Yao sente il bisogno di uscire dalla stanza, di chiudersi la porta alle spalle. Passa del tempo che non riesce a quantificare, Kiku chiude gli occhi. Yao tira la cordicella dell’abatjour, toglie le scarpe per appiattire ogni rumore. C’è un sacco di tela dentro allo zaino che serviva a portare i viveri, Yao lo svuota sul tavolo, poi inizia a raccogliere una manciata di oggetti dalla stanza: il tagliacarte, le cinture dei pantaloni, le bacchette, la cravatta dell’uniforme da tenente, le bretelle, le lame del rasoio e le stringhe degli stivali. Manca l’acqua, quindi il rischio che Kiku si alzi di notte per gettare la radio nella vasca piena non si pone. Dopo aver chiuso il sacco di tela si occupa di togliere le munizioni dalle armi da fuoco e alzare la sicura. Scendere le scale con quel carico in spalla appoggiandosi alla stampella non risulta facile, ma alla fine Yao arriva al piano terra. La signora Meng è seduta al tavolo della cucina, quando lo vede lo osserva per un po’, poi lo scorta fino alla cantina. Sistemano il carico sul pavimento senza dire una parola, Yao le augura la buonanotte e ritorna in cima alle scale.
La prima cosa che vede entrando in camera è il solco della schiena esposta di Kiku. Yao gli solleva le coperte sulle spalle con un gesto distratto, poi procede a spogliarsi.
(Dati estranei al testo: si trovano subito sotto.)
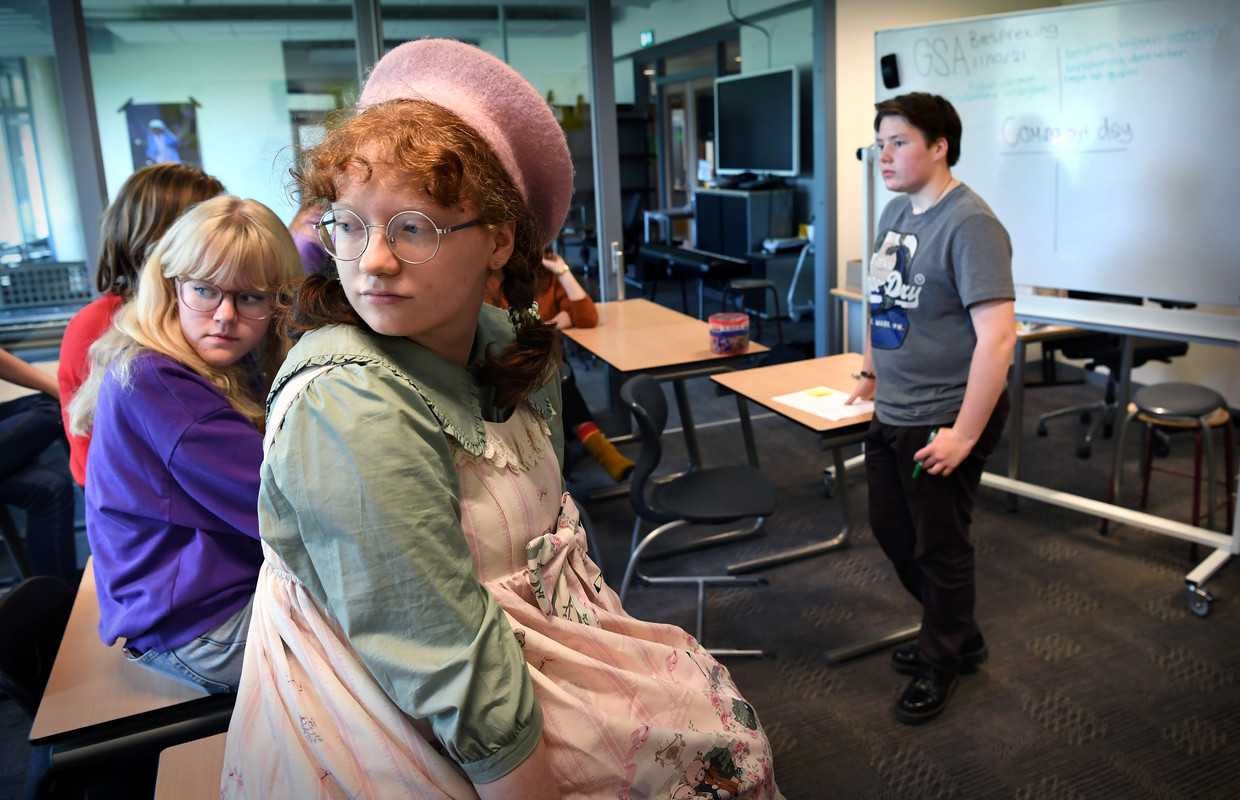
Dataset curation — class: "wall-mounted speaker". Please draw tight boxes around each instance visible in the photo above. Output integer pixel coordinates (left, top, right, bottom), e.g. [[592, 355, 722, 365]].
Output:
[[878, 53, 900, 89]]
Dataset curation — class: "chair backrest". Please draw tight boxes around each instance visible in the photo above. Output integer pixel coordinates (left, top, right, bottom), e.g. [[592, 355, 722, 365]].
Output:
[[0, 576, 76, 719], [620, 375, 675, 522]]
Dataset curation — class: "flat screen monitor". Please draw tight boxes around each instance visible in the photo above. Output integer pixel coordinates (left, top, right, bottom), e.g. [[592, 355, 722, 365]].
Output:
[[714, 67, 801, 177]]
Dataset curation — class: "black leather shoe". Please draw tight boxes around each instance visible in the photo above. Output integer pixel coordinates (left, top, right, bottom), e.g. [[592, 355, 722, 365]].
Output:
[[892, 635, 991, 675], [895, 665, 956, 726]]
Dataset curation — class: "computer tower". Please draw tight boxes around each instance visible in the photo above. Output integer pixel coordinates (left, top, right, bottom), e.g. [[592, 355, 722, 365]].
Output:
[[693, 189, 792, 258]]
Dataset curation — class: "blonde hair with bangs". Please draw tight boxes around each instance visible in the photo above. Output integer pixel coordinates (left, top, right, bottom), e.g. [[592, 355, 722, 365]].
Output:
[[69, 195, 304, 435]]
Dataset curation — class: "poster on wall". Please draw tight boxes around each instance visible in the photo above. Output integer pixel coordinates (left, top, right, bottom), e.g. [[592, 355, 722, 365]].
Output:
[[123, 99, 202, 170]]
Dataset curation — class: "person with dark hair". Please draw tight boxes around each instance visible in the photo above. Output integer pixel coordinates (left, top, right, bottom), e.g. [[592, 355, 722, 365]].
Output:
[[848, 93, 1016, 724], [289, 194, 331, 275], [486, 251, 635, 482], [69, 195, 301, 693], [221, 40, 780, 800], [56, 162, 224, 486]]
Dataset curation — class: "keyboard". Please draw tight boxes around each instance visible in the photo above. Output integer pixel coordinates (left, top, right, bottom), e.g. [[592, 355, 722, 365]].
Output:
[[0, 262, 94, 345]]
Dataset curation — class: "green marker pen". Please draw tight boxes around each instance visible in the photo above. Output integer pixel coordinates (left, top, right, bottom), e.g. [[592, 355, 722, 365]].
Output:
[[913, 428, 939, 479]]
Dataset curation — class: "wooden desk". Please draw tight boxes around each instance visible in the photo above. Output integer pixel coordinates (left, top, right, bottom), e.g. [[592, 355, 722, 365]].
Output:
[[564, 299, 770, 469], [155, 733, 228, 800], [711, 352, 921, 666], [30, 557, 236, 769], [0, 361, 61, 403], [711, 352, 873, 574]]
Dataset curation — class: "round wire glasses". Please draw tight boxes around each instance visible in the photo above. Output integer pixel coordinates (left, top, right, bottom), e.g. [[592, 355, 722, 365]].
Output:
[[176, 278, 272, 320], [315, 208, 482, 264]]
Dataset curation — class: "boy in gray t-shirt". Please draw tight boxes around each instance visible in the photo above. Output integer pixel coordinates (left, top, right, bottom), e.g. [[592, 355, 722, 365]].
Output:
[[849, 93, 1016, 723]]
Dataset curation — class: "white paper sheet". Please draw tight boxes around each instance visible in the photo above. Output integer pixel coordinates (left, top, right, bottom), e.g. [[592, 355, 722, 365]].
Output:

La notte è silenziosa, ma la quiete viene di tanto in tanto interrotta dal ronzio degli aerei che passano sopra le loro teste. Mentre fissa il soffitto Yao ripensa a Kiku seduto tra le panche della chiesa a mani giunte, alle sue nocche bianche attorno al coltello. Sa di avere un ruolo in tutto questo. Se si fosse fermato in tempo, se non lo avesse gettato nel mondo così giovane, forse Kiku non sarebbe finito in quella spirale di vergogna, forse non avrebbe sentito il bisogno di lavare via il disonore col sangue. Yao sa che lui non ammetterà di essersi arruolato per questo, ma non riesce a schiodarsi dalla testa il dubbio che tutto parta da lui.
Kiku ha uno spasmo nel sonno. A Yao viene voglia di stringerlo, di tenerlo assieme come un mucchietto d’ossa. Vorrebbe mischiarsi a lui come un collante. Si volta su un fianco, in modo da guardarlo in faccia. Sta per aggiungere un altro punto all’elenco di cose di cui si pentirà, ma Kiku sta dormendo e il buio può proteggerli, e concedere loro un momento di tenerezza. Così Yao afferra le sue mani nodose e le stringe nelle sue, lunghe e scorticate.
«Non arrenderti, non andartene in silenzio. Combatti. Fa’ rumore.»
Il solco sulla fronte di Kiku sembra distendersi. Yao si porta uno dei suoi pugni alla bocca, lascia un bacio ruvido sulle dita serrate. Solo a luci spente possono salvare la loro umanità.